Brasile, arrestato il numero 2 di Facebook America Latina

L'Azienda non ha collaborato in indagini su messaggi WhatsApp

La polizia federale brasiliana ha arrestato a San Paolo il vicepresidente di Facebook per l'America Latina, Diego Dzodan.

Le forze dell'ordine hanno agito su mandato di un giudice di Lagarto, nello Stato di Sergipe (nord-est). Il motivo, secondo gli agenti, è stata la mancanza di collaborazione di Facebook in indagini aventi ad oggetto messaggi su WhatsApp, che appartiene alla nota piattaforma sociale. 
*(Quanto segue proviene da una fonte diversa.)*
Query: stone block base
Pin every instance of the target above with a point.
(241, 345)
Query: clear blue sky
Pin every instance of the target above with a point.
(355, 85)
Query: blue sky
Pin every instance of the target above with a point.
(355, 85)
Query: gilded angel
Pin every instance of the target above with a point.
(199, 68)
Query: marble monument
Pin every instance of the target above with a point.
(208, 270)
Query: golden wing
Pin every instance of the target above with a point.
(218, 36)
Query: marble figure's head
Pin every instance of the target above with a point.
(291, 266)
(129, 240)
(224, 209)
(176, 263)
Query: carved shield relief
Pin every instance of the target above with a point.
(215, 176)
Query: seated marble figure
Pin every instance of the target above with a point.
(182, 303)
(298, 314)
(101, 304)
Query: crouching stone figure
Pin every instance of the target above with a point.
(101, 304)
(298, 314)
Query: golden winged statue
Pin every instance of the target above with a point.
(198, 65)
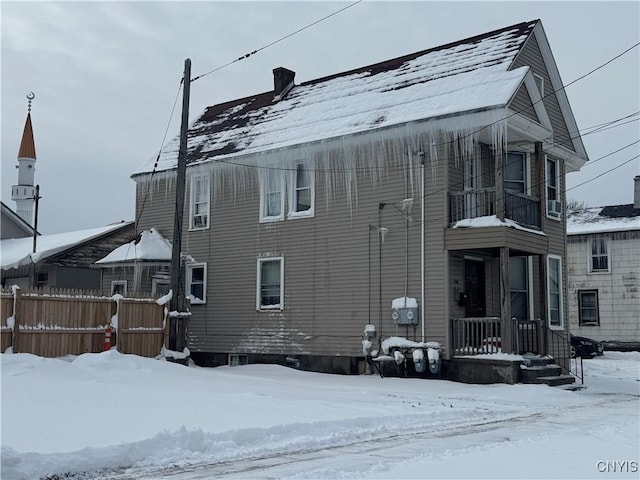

"Siamo amareggiati. Si tratta di una decisione estrema e non proporzionata". Così un portavoce di Facebook commenta, parlando con il sito tecnologico Gizmodo, l'arresto, in Brasile, del numero due del social network in America Latina. "Siamo sempre stati disponibili e continueremo ad esserlo a collaborare con le autorità", ha aggiunto.

"Siamo molto delusi del fatto che l'applicazione della legge sia arrivata a questo punto estremo. WhatsApp non può fornire informazioni che non ha. Abbiamo collaborato al massimo delle nostre capacità in questo caso e se da una parte rispettiamo il lavoro importante delle forze dell'ordine, dall'altra siamo fortemente in disaccordo con la loro decisione". Questa la posizione ufficiale di WhatsApp all'ANSA sull'arresto, in Brasile, del numero due di Facebook per l'America Latina.

L'arresto di Dzodan fa il paio con una vicenda che ha come sfondo la privacy e che sta tenedo banco in queste settimane: il braccio di ferro tra Apple e l'Fni per lo sblocco dell'iPhone del killer della strage di San Bernardino.